Son of Juillard’s ethnomusicist Charles Seeger, the 19-year old guitar and banjo picker and second-year Harvard dropout joined the music folklorist Alan Lomax in collecting folk songs in the South. Seeger's singing career was started by a schoolteacher aunt, who offered him five dollars if he would perform before her class, and he's never looked back In 1941, with another musician, Oklahoma’s favorite son Woodie Guthrie, he formed the Almanac Singers, and the idealistic kids traveled all over the country, singing their songs in rent parties, lumberjack camps and union halls.. WWII broke up the team.
After service in the Army, in 1948 Seeger formed the Weavers, with Fred Hellerman, Lee Hays and Ronnie Gilbert. Their six-month gig at the Village Vanguard brought them to the attention of band leader Gordon Jenkins, a producer for Decca records. When the head of the firm refused to hear the group, Jenkins put them on within his own recording program, and the two sides, Tzena, Tzena Tzena and Goodnight Irene (borrowed from Hudie Ledbetter, aka Leadbelly, who died in 1949, a few months before fame struck) were the top songs on the Hit Parade for many weeks. The Weavers, whose 19 LP records, produced form 1952 through 1997, are part of the canon of American folk music repertory, brought to our attention such favorites as So Long (It's Been Good to Know You),On Top of Old Smokey, Kisses Sweeter Than Wine, Kumbaya, Wimoweh, Woody Guthrie's This Land is Your Land, If I Had a Hammer (words by Lee Hays) and Marching to Pretoria. Their protest songs and left-wing politics brought Seeger to the attention of HUAC, the House Un-American Activities Committee, and the Weavers were blacklisted, unable to get jobs on the major TV and radio stations. But America wanted them, they gave a historic Carnegie Hall performance in Carnegie Hall in 1955, repeated in 1963 and 1980. Eventually the Smothers Brothers forced CBS to let them have Seeger as a guest on their popular TV program (sans protest songs such as Garbage). Seeger sang Waist Deep in the Big Muddy, a concealed anti-Vietnam war song. It may have lost the Smothers their show, but the folk singers were on a comeback trail. Good music wins. Although politically at odds with the Socialism of the Weavers and Seeger, I grooved to their songs on Washington Square Sunday afternoon hootnannies. Seeger’s prison sentence for dissing HUAC was reversed by Appeals Court Judge Irving R. Kaufman, the Rosenbergs’ trial judge of 1951, on 1st Amendment grounds.

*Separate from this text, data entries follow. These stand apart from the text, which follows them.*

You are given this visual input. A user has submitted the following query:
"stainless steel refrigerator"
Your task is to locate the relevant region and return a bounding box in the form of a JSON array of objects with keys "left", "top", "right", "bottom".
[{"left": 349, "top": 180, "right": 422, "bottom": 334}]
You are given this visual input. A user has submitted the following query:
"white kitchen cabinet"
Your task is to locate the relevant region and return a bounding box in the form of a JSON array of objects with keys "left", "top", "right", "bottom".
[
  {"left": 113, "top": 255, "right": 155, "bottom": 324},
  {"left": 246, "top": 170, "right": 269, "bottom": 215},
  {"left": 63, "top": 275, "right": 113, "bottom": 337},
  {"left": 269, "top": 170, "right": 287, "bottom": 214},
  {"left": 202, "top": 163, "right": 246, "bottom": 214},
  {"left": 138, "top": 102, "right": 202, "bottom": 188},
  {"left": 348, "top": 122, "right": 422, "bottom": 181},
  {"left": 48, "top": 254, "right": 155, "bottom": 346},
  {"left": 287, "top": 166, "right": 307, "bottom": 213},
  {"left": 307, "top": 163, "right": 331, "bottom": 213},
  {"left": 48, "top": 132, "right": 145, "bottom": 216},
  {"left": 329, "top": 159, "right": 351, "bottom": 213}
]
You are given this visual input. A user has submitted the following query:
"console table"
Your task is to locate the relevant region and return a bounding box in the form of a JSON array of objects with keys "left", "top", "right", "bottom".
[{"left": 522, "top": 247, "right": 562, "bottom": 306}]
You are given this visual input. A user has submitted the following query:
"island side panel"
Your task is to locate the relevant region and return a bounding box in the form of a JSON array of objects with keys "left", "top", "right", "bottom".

Seeger left the Weavers in 1958, and was replaced by Frank Hamilton, Bernie Krause and Eric Darling, in sequence. He has continued to sing, and to write some two dozen books (The Incompleat Folksinger, 1972) and scads of songs. In concerts with Arlo Guthrie their repertory ranged from Alice's Restaurant to Amazing Grace. He has been campaigning for the rights of the folk musicians of 3rd World, to have publishers recognize the origins of such music, seemingly in "public domain," with some royalties. While it is too late for the South African Xosa (pronounced khosa) day laborer and Wimoweh singer Landa to earn any comforts, his family and the Zulu cultural and music preservation groups will benefit from the Tokens’ and their songwriter George Weiss’ earnings from their adaptation of his song. Seeger's record of children's music, Abiyoyu, likewise pays royalties to Africa. Turn, Turn, Turn, is from the Ecclesiastes, else our indomitable folklorist with a stern sense of justice would pay royalties on it too.
Seeger at 81 continues to play and sing, mostly for children in schools, and to defend the causes of justice and environment. People learning music use his text, Henscratches, and his guitar and banjo study tapes., and anyone joining in a rousing We Shall Overcome is singing with Pete Seeger (only some of the words are his, he would hasten to correct).